Chapitre III - L'enfant qui s'épanouissait, 3/3

Treize ans d'Elias

« Eh, Grandpa, dit un adolescent à la voix désagréable, pourquoi tu me suis tout le temps ? »

Adossé au tronc du grand chêne qui lui servait de repère, Elias balançait ses jambes dans le vide, les yeux perdus vers le sol en contrebas, couvert d'une pelouse dont on peinait à distinguer le vert.

« Eh, gamin, pourquoi m'appelles-tu Grandpa ? dit Eden. Ai-je l'air si vieux ? »

Elias haussa les épaules.

« T'as autant de force qu'un grand-père.

— Et en tant que grand-père, j'ai oublié pourquoi je te suivais. Un élan de générosité révolu, je suppose »

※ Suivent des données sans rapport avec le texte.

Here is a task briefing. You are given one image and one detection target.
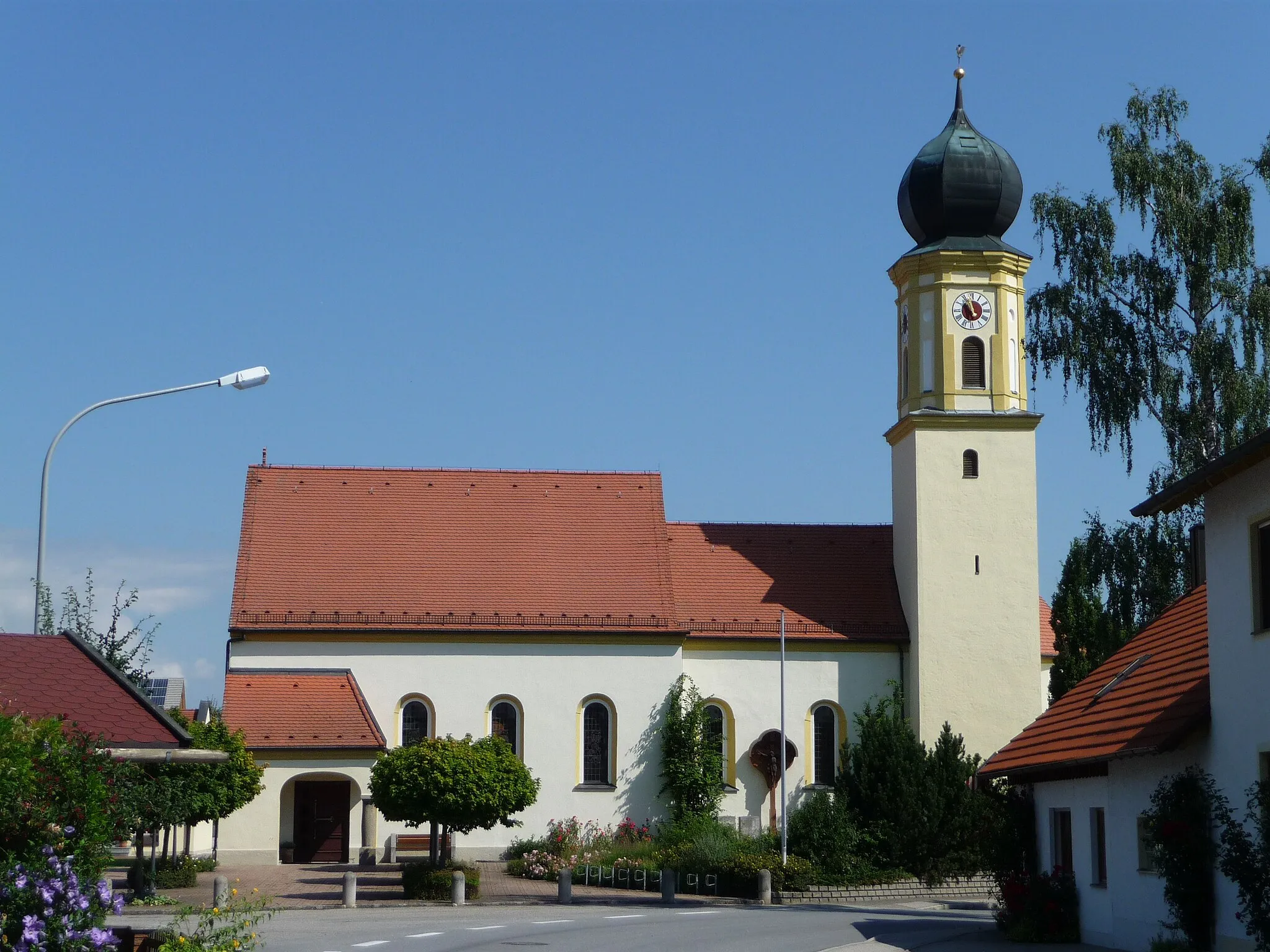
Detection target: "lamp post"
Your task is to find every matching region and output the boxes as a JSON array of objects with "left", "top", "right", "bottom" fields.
[{"left": 32, "top": 367, "right": 269, "bottom": 633}]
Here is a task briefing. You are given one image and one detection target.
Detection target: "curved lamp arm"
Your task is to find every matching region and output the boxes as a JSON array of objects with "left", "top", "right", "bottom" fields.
[{"left": 30, "top": 367, "right": 269, "bottom": 635}]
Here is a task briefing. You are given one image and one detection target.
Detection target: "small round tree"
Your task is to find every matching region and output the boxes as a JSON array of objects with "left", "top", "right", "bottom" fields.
[{"left": 371, "top": 735, "right": 540, "bottom": 863}]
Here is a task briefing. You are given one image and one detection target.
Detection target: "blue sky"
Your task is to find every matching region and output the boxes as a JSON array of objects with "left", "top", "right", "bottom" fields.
[{"left": 0, "top": 2, "right": 1270, "bottom": 702}]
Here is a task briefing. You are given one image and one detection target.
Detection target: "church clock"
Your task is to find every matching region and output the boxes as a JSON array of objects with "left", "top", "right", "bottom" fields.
[{"left": 952, "top": 291, "right": 992, "bottom": 330}]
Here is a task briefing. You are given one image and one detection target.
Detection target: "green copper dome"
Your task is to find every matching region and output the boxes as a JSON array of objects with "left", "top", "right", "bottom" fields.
[{"left": 899, "top": 70, "right": 1024, "bottom": 246}]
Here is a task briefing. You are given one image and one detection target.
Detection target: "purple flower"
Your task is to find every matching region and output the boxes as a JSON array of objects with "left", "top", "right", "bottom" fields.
[{"left": 22, "top": 914, "right": 45, "bottom": 942}]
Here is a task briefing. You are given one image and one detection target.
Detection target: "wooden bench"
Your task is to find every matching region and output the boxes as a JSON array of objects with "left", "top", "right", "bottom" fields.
[{"left": 383, "top": 832, "right": 451, "bottom": 863}]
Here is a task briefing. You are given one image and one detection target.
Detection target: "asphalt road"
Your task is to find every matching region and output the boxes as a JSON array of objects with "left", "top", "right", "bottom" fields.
[{"left": 112, "top": 905, "right": 997, "bottom": 952}]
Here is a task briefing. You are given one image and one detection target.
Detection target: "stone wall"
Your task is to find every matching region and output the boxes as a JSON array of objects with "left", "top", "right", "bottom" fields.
[{"left": 777, "top": 876, "right": 997, "bottom": 905}]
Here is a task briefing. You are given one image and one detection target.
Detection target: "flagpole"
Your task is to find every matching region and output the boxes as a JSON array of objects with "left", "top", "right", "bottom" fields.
[{"left": 779, "top": 609, "right": 789, "bottom": 866}]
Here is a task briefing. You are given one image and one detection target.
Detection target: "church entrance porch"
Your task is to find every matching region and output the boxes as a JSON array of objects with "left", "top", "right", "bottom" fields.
[{"left": 295, "top": 781, "right": 350, "bottom": 863}]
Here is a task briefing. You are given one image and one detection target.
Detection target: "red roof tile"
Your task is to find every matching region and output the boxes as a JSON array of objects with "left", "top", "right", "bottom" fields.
[
  {"left": 979, "top": 585, "right": 1209, "bottom": 777},
  {"left": 1040, "top": 598, "right": 1058, "bottom": 658},
  {"left": 221, "top": 669, "right": 385, "bottom": 750},
  {"left": 230, "top": 466, "right": 674, "bottom": 630},
  {"left": 667, "top": 522, "right": 908, "bottom": 641},
  {"left": 0, "top": 632, "right": 189, "bottom": 747}
]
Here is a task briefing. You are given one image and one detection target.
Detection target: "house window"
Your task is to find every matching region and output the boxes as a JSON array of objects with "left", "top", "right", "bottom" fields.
[
  {"left": 706, "top": 705, "right": 728, "bottom": 785},
  {"left": 489, "top": 700, "right": 521, "bottom": 757},
  {"left": 961, "top": 338, "right": 988, "bottom": 390},
  {"left": 1049, "top": 810, "right": 1072, "bottom": 872},
  {"left": 401, "top": 700, "right": 428, "bottom": 747},
  {"left": 812, "top": 705, "right": 838, "bottom": 787},
  {"left": 1252, "top": 522, "right": 1270, "bottom": 631},
  {"left": 1090, "top": 806, "right": 1108, "bottom": 886},
  {"left": 1138, "top": 814, "right": 1156, "bottom": 872},
  {"left": 582, "top": 700, "right": 612, "bottom": 787}
]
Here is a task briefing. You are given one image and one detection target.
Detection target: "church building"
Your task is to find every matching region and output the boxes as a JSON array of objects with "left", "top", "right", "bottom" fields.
[{"left": 218, "top": 70, "right": 1053, "bottom": 863}]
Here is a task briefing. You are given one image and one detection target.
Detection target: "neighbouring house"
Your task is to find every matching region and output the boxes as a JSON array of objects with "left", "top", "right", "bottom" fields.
[
  {"left": 980, "top": 430, "right": 1270, "bottom": 950},
  {"left": 221, "top": 71, "right": 1053, "bottom": 862},
  {"left": 0, "top": 632, "right": 190, "bottom": 750}
]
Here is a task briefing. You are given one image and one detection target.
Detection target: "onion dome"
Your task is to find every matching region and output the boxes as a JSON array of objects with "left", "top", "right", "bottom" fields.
[{"left": 899, "top": 68, "right": 1024, "bottom": 246}]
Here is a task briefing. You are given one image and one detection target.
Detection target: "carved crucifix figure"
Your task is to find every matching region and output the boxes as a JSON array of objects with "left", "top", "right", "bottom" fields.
[{"left": 749, "top": 731, "right": 797, "bottom": 830}]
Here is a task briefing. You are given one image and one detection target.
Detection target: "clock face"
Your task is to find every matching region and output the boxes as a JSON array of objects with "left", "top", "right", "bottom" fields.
[{"left": 952, "top": 291, "right": 992, "bottom": 330}]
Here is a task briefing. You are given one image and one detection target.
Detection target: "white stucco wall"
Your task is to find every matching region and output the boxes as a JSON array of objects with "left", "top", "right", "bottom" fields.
[
  {"left": 1204, "top": 461, "right": 1270, "bottom": 950},
  {"left": 1034, "top": 743, "right": 1208, "bottom": 952},
  {"left": 221, "top": 641, "right": 900, "bottom": 862},
  {"left": 892, "top": 418, "right": 1044, "bottom": 757}
]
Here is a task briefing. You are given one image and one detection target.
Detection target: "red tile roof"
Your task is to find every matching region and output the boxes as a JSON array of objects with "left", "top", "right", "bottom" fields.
[
  {"left": 1040, "top": 598, "right": 1058, "bottom": 658},
  {"left": 979, "top": 585, "right": 1209, "bottom": 777},
  {"left": 667, "top": 522, "right": 908, "bottom": 641},
  {"left": 230, "top": 466, "right": 1053, "bottom": 651},
  {"left": 0, "top": 632, "right": 189, "bottom": 747},
  {"left": 221, "top": 669, "right": 385, "bottom": 750},
  {"left": 230, "top": 466, "right": 674, "bottom": 630}
]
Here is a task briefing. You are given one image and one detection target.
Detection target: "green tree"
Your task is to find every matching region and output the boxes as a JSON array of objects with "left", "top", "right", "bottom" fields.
[
  {"left": 835, "top": 685, "right": 995, "bottom": 881},
  {"left": 371, "top": 735, "right": 541, "bottom": 863},
  {"left": 37, "top": 569, "right": 159, "bottom": 687},
  {"left": 1028, "top": 87, "right": 1270, "bottom": 697},
  {"left": 660, "top": 674, "right": 722, "bottom": 822},
  {"left": 0, "top": 712, "right": 135, "bottom": 881},
  {"left": 1143, "top": 767, "right": 1231, "bottom": 952}
]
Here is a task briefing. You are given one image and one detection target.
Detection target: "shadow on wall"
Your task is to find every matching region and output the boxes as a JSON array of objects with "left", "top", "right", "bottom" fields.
[
  {"left": 617, "top": 688, "right": 669, "bottom": 822},
  {"left": 698, "top": 523, "right": 904, "bottom": 630}
]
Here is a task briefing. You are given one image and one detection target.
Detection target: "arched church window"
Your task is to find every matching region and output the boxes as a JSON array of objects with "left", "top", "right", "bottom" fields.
[
  {"left": 961, "top": 338, "right": 988, "bottom": 390},
  {"left": 582, "top": 700, "right": 612, "bottom": 786},
  {"left": 401, "top": 700, "right": 428, "bottom": 747},
  {"left": 706, "top": 705, "right": 728, "bottom": 783},
  {"left": 812, "top": 705, "right": 838, "bottom": 787},
  {"left": 489, "top": 700, "right": 521, "bottom": 757}
]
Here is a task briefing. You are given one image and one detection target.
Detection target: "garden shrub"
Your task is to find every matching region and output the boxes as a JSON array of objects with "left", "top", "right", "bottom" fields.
[
  {"left": 1220, "top": 781, "right": 1270, "bottom": 952},
  {"left": 996, "top": 872, "right": 1081, "bottom": 942},
  {"left": 401, "top": 861, "right": 480, "bottom": 902},
  {"left": 1143, "top": 767, "right": 1229, "bottom": 952},
  {"left": 155, "top": 889, "right": 275, "bottom": 952},
  {"left": 151, "top": 855, "right": 198, "bottom": 890}
]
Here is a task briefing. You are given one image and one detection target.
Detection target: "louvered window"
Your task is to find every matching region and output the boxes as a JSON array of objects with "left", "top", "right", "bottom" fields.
[
  {"left": 582, "top": 700, "right": 612, "bottom": 785},
  {"left": 489, "top": 700, "right": 521, "bottom": 754},
  {"left": 812, "top": 705, "right": 838, "bottom": 787},
  {"left": 401, "top": 700, "right": 428, "bottom": 747},
  {"left": 961, "top": 338, "right": 988, "bottom": 390}
]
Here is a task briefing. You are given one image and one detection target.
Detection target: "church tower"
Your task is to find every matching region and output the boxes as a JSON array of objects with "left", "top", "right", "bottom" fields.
[{"left": 887, "top": 68, "right": 1042, "bottom": 757}]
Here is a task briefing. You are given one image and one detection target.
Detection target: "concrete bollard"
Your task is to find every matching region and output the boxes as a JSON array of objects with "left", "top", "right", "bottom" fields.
[{"left": 662, "top": 870, "right": 674, "bottom": 902}]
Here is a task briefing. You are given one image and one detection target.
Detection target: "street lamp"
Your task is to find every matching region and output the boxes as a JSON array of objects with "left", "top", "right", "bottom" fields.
[{"left": 32, "top": 367, "right": 269, "bottom": 633}]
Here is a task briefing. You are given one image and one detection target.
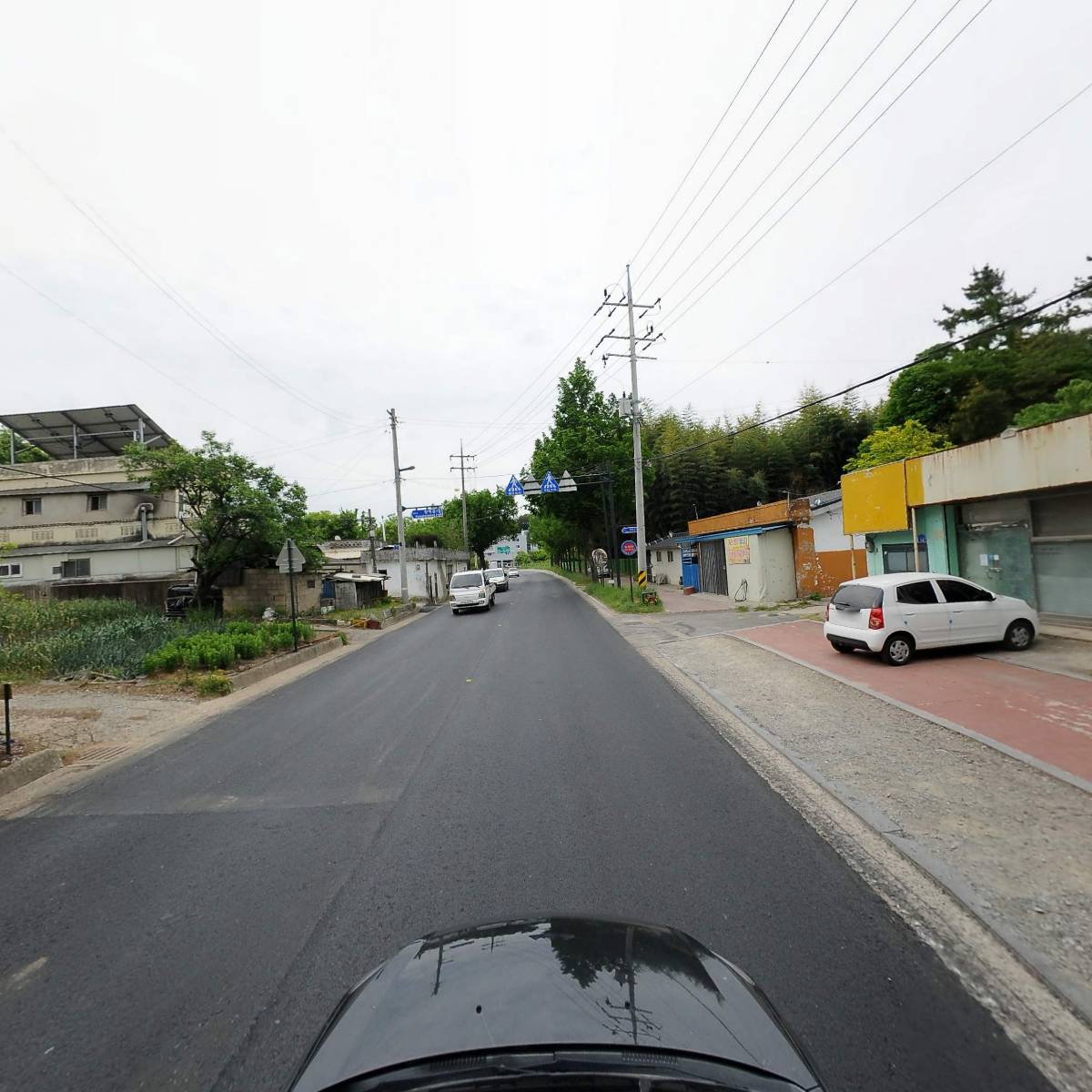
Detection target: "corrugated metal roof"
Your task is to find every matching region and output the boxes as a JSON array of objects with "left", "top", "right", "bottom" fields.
[{"left": 0, "top": 403, "right": 171, "bottom": 459}]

L'ange se hissa sur la branche supérieure. Surplomber le monde, surplomber son protégé. Il jouissait pour un court instant et de façon bien approximative de la supériorité d'antan qu'il avait perdue avec sa déchéance. Il était bien, là, en haut, plus haut. Il retrouvait le contrôle de son existence fragilisée.

« Tu vas rester avec moi encore longtemps ?

— Jusqu'à ta mort.

— Tu resteras quand je mangerai, quand je dormirai, quand je sortirai avec une fille, quand...

— Oui », le coupa Eden.

L'adolescent soupira et leva les yeux au ciel. L'ombre des feuilles estivales couvrait son visage dévoré par l'acné — les boutons avaient arrachés bien des grimaces dégoutées à son Gardien. Il faisait chaud et moite, il suffoquait dans sa panoplie de sport, jogging et sweat-shirt, pour faire comme tout le monde.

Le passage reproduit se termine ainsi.